6. Applications: Satellite image

In [1]:
import numpy as np
import matplotlib.pyplot as plt
import skimage.io as io

Looking at non-biology data

Most of this course focuses on biological data. To show the generality of the presented approaches, we show here short example based on satellite imagery.

Satellite imaging programs such as NASA's Landsat continuously image the earth and one can get retrieve data for free on several portals. We will deal here with images from a single region and use our basic image processing knowledge to do some vegetation analysis and image correction.

Let's first look at what a Landsat region data contains:

In [2]:
landsatfolder = 'Data/geography/landsat/LC80340322016205-SC20170127160728/crop/'
In [3]:
import glob
In [4]:
glob.glob(landsatfolder+'*tif')
Out[4]:
['Data/geography/landsat/LC80340322016205-SC20170127160728/crop/LC80340322016205LGN00_sr_band3_crop.tif',
 'Data/geography/landsat/LC80340322016205-SC20170127160728/crop/LC80340322016205LGN00_sr_band5_crop.tif',
 'Data/geography/landsat/LC80340322016205-SC20170127160728/crop/LC80340322016205LGN00_sr_band1_crop.tif',
 'Data/geography/landsat/LC80340322016205-SC20170127160728/crop/LC80340322016205LGN00_sr_band4_crop.tif',
 'Data/geography/landsat/LC80340322016205-SC20170127160728/crop/LC80340322016205LGN00_sr_ipflag_crop.tif',
 'Data/geography/landsat/LC80340322016205-SC20170127160728/crop/LC80340322016205LGN00_sr_cloud_crop.tif',
 'Data/geography/landsat/LC80340322016205-SC20170127160728/crop/LC80340322016205LGN00_sr_band6_crop.tif',
 'Data/geography/landsat/LC80340322016205-SC20170127160728/crop/LC80340322016205LGN00_cfmask_crop.tif',
 'Data/geography/landsat/LC80340322016205-SC20170127160728/crop/LC80340322016205LGN00_sr_band2_crop.tif',
 'Data/geography/landsat/LC80340322016205-SC20170127160728/crop/LC80340322016205LGN00_cfmask_conf_crop.tif',
 'Data/geography/landsat/LC80340322016205-SC20170127160728/crop/LC80340322016205LGN00_sr_band7_crop.tif',
 'Data/geography/landsat/LC80340322016205-SC20170127160728/crop/LC80340322016205LGN00_bqa_crop.tif']
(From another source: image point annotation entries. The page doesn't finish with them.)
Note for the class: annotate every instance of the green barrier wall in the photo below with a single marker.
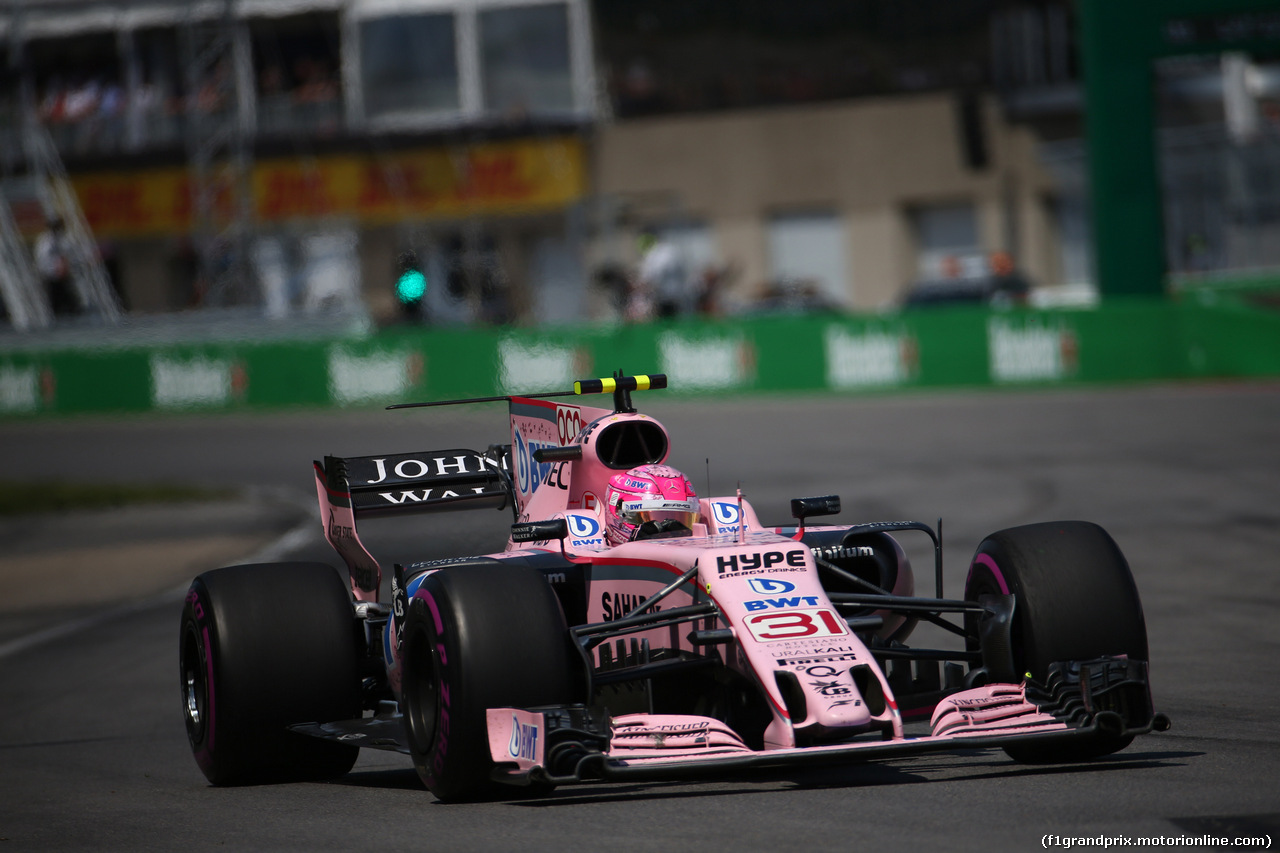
(1123, 341)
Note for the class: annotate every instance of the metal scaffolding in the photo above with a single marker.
(219, 127)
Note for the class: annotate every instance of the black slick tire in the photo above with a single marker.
(478, 638)
(1075, 601)
(263, 647)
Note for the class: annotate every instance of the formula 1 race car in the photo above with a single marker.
(634, 630)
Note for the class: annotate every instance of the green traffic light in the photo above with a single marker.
(411, 286)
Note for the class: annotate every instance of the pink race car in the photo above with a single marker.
(635, 630)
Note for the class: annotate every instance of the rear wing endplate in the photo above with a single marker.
(351, 487)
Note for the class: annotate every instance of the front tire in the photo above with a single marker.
(264, 647)
(1075, 601)
(479, 638)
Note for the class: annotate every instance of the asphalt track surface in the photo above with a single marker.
(94, 753)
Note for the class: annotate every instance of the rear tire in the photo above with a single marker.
(1075, 601)
(479, 638)
(264, 647)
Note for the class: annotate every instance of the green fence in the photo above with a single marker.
(1123, 341)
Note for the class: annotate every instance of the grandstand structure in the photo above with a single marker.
(298, 158)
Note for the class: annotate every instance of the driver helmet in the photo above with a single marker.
(649, 500)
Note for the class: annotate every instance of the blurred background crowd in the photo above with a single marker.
(536, 162)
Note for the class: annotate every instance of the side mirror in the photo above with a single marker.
(539, 530)
(804, 509)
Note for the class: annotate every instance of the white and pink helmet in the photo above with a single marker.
(650, 495)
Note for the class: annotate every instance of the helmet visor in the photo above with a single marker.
(641, 511)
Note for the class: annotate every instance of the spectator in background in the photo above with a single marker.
(1008, 286)
(53, 263)
(662, 274)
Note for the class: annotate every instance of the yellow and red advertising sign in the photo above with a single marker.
(511, 177)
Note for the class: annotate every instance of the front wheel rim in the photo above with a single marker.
(421, 693)
(195, 688)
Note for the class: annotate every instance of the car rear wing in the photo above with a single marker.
(351, 487)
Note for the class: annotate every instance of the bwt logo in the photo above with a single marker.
(769, 587)
(726, 514)
(736, 562)
(581, 527)
(529, 473)
(524, 740)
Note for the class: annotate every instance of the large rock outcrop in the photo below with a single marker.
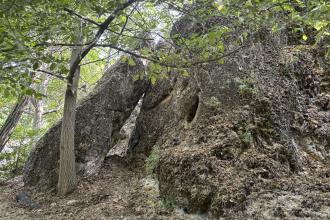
(246, 139)
(99, 118)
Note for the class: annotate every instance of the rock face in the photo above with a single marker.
(99, 118)
(246, 139)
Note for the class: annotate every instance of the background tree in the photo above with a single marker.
(39, 32)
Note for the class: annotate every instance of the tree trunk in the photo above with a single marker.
(12, 120)
(39, 104)
(67, 180)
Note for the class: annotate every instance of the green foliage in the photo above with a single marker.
(152, 160)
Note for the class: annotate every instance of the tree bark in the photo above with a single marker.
(39, 104)
(67, 180)
(11, 121)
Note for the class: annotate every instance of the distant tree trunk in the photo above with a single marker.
(39, 104)
(67, 180)
(12, 120)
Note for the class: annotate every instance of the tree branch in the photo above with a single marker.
(98, 35)
(51, 74)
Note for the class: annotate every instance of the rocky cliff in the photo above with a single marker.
(249, 138)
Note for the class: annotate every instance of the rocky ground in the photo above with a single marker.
(117, 192)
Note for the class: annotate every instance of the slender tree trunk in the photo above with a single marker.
(39, 104)
(12, 120)
(67, 180)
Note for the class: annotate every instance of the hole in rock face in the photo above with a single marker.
(193, 109)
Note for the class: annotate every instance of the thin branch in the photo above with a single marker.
(156, 60)
(98, 35)
(81, 17)
(51, 74)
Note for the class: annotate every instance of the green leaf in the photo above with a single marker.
(153, 79)
(304, 37)
(131, 62)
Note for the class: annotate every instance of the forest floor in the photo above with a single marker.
(117, 192)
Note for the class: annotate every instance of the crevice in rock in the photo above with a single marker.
(192, 111)
(122, 139)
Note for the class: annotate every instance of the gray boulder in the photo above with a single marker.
(99, 118)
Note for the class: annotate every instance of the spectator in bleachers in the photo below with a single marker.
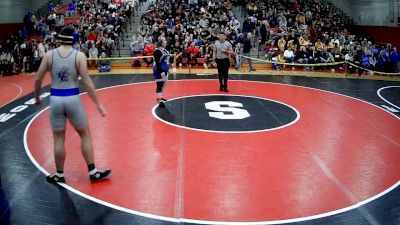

The Landsat satellites acquires images in a series of wavelengths or "bands". Let us keep only those band files and sort them:

In [5]:
band_files = sorted(glob.glob(landsatfolder+'*band*tif'))
band_files
Out[5]:
['Data/geography/landsat/LC80340322016205-SC20170127160728/crop/LC80340322016205LGN00_sr_band1_crop.tif',
 'Data/geography/landsat/LC80340322016205-SC20170127160728/crop/LC80340322016205LGN00_sr_band2_crop.tif',
 'Data/geography/landsat/LC80340322016205-SC20170127160728/crop/LC80340322016205LGN00_sr_band3_crop.tif',
 'Data/geography/landsat/LC80340322016205-SC20170127160728/crop/LC80340322016205LGN00_sr_band4_crop.tif',
 'Data/geography/landsat/LC80340322016205-SC20170127160728/crop/LC80340322016205LGN00_sr_band5_crop.tif',
 'Data/geography/landsat/LC80340322016205-SC20170127160728/crop/LC80340322016205LGN00_sr_band6_crop.tif',
 'Data/geography/landsat/LC80340322016205-SC20170127160728/crop/LC80340322016205LGN00_sr_band7_crop.tif']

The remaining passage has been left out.